Jae H. Park, MD, of Memorial Sloan Kettering Cancer Center in New York, presented updated results of this trial (NCT01044069) at the 2015 ASCO Annual Meeting (abstract 7010*). The study is sponsored by Memorial Sloan Kettering, but funding has also been provided by Juno Therapeutics, the company developing JCAR015.

Results from this trial have previously been reported in Science Translational Medicine (Davila et al 2014; Brentjens et al 2013), at AACR 2014, and at ASH 2014.

At ASCO, Dr Park presented results in 39 patients with relapsed/refractory, CD19⁺ ALL. All of them were evaluable for toxicity assessment, and 38 were evaluable for response with at least 1 month of follow-up.

There were 29 males, and the patients’ median age was 45 (range, 22-74). Thirty-three percent had Ph⁺ ALL, and 11% had the T315I mutation.

Forty-nine percent of patients had received 2 prior therapies, 23% had received 3, and 28% had received 4 or more. Thirty-six percent of patients had a prior allogeneic hematopoietic stem cell transplant (HSCT).

For this study, patients first underwent leukapheresis. While their T cells were being manufactured, they were allowed to receive salvage chemotherapy. Patients underwent repeat bone marrow biopsy to assess their disease status immediately prior to T-cell infusion.

Fifty-four percent of patients (n=21) had morphologic disease (>5% blasts in the bone marrow, median 52%) immediately prior to JCAR015 infusion, and the remaining patients (n=18) had minimal residual disease (MRD).

Two days after conditioning with cyclophosphamide, patients received an infusion of 1-3 x 10⁶ CAR T cells/kg. At day 28, the researchers assessed patients’ disease with a repeat bone marrow biopsy.

Treatment results

The median follow-up was 5.6 months (1 to >38 months). Six patients had more than a year of follow-up.

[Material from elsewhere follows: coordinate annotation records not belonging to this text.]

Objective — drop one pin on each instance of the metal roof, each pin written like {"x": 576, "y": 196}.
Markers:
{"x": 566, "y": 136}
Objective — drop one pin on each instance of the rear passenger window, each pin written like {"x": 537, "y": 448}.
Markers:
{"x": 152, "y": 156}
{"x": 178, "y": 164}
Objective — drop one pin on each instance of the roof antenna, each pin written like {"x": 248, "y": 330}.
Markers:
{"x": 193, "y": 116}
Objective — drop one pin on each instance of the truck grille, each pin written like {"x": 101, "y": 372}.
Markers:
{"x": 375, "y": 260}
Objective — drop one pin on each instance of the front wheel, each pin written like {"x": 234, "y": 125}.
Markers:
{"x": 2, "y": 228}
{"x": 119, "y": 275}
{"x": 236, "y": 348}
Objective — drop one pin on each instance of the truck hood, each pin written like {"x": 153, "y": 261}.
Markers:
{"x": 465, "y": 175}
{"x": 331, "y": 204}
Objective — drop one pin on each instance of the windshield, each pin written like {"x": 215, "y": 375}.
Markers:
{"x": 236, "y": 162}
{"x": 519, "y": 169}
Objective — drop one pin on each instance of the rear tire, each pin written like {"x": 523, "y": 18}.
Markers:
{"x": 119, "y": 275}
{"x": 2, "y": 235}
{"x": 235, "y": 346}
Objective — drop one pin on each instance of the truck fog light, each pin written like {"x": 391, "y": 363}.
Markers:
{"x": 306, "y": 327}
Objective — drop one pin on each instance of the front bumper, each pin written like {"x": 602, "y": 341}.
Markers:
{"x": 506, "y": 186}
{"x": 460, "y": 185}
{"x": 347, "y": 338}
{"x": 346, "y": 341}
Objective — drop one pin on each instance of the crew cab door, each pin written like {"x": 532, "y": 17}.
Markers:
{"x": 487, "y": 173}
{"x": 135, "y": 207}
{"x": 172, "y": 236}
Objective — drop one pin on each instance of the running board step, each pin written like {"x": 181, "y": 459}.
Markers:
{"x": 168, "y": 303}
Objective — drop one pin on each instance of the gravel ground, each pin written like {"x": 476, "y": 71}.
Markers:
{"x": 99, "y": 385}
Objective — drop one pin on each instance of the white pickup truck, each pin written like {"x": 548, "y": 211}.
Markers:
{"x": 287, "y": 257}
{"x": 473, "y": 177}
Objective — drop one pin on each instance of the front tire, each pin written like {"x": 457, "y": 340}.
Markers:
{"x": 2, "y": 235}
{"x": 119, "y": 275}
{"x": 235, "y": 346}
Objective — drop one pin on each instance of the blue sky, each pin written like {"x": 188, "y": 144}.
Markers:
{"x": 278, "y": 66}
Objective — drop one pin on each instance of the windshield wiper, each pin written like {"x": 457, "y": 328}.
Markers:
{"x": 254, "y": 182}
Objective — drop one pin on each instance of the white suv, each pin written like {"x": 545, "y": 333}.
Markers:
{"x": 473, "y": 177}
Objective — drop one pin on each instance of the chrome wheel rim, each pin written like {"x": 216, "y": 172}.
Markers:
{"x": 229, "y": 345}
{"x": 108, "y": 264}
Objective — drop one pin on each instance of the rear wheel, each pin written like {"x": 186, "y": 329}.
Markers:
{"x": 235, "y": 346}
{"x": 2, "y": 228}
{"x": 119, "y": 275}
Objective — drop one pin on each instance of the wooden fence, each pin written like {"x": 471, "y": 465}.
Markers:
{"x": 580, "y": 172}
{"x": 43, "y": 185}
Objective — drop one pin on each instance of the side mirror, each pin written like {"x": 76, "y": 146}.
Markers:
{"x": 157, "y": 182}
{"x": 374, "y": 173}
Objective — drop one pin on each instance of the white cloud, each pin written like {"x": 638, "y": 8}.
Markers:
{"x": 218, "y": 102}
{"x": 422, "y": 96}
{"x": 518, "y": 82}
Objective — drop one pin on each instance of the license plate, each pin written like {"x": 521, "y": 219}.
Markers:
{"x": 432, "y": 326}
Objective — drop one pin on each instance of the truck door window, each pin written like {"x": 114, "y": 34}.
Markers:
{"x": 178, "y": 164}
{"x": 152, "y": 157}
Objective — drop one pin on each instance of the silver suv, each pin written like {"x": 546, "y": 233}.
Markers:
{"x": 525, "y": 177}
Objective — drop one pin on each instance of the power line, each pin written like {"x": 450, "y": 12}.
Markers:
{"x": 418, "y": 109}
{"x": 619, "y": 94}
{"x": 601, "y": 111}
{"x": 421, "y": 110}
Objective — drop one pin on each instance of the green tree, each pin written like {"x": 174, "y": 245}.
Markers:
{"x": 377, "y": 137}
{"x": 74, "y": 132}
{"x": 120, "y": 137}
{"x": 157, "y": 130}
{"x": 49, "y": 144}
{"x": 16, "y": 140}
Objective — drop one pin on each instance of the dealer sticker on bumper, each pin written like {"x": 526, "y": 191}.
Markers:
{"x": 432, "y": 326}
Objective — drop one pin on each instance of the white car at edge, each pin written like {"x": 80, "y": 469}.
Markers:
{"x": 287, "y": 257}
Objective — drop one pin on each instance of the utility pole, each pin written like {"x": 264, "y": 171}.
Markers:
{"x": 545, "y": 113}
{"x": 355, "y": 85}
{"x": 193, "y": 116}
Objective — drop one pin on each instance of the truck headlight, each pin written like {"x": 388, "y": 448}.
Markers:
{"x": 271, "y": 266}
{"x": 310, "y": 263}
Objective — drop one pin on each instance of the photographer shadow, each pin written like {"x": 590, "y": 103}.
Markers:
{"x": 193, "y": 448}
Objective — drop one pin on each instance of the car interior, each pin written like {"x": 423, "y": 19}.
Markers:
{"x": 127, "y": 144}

The CR rate was 87% (33/38), and 81% of evaluable patients (26/32) were MRD-negative. The median time to CR was 23 days, and the median duration of response or relapse-free survival was 5.3 months.

“We examined the CR rates by different subgroup,” Dr Park noted. “We looked at whether patients had a pre-T-cell disease burden: morphologic disease vs minimal residual disease, whether they had an allogeneic bone marrow transplant prior to CAR T-cell infusion, their Ph⁺ status, age at infusion, and prior lines of therapy. And there was no [significant] difference between these groups for CRs and MRD-negative CR rate.”

At the time of presentation, 14 patients were disease-free, 10 of whom had not gone on to HSCT. In all, 11 patients went on to allogeneic HSCT.

Fourteen patients relapsed during follow-up, 3 after HSCT. Two of these patients had CD19-negative bone marrow blasts.

The median overall survival was 8.5 months in all patients and 10.8 months in patients who were MRD-negative. The median overall survival was 9.9 months in patients who underwent allogeneic HSCT and 8.5 months in patients who did not.

Dr Park said key adverse events were CRS—clinically manifested by fever, hypotension, and respiratory insufficiency—and neurological changes such as delirium, global encephalopathy, aphasia, and seizures.

Twenty-three percent of patients (n=9) developed severe CRS, 28% (n=11) had grade 3/4 neurotoxicity, and 8% (n=3) had grade 5 toxicity. The patients with grade 5 toxicities died of ventricular arrhythmia, sepsis, and an unknown cause (although this patient suffered a seizure).

The severity of CRS correlated with disease burden, and CRS was managed with an IL-6R inhibitor (n=4), a steroid (n=2), or both (n=9). Neurological symptoms were reversible and could occur independently of CRS, Dr Park said.

*Information in the abstract differs from that presented at the meeting.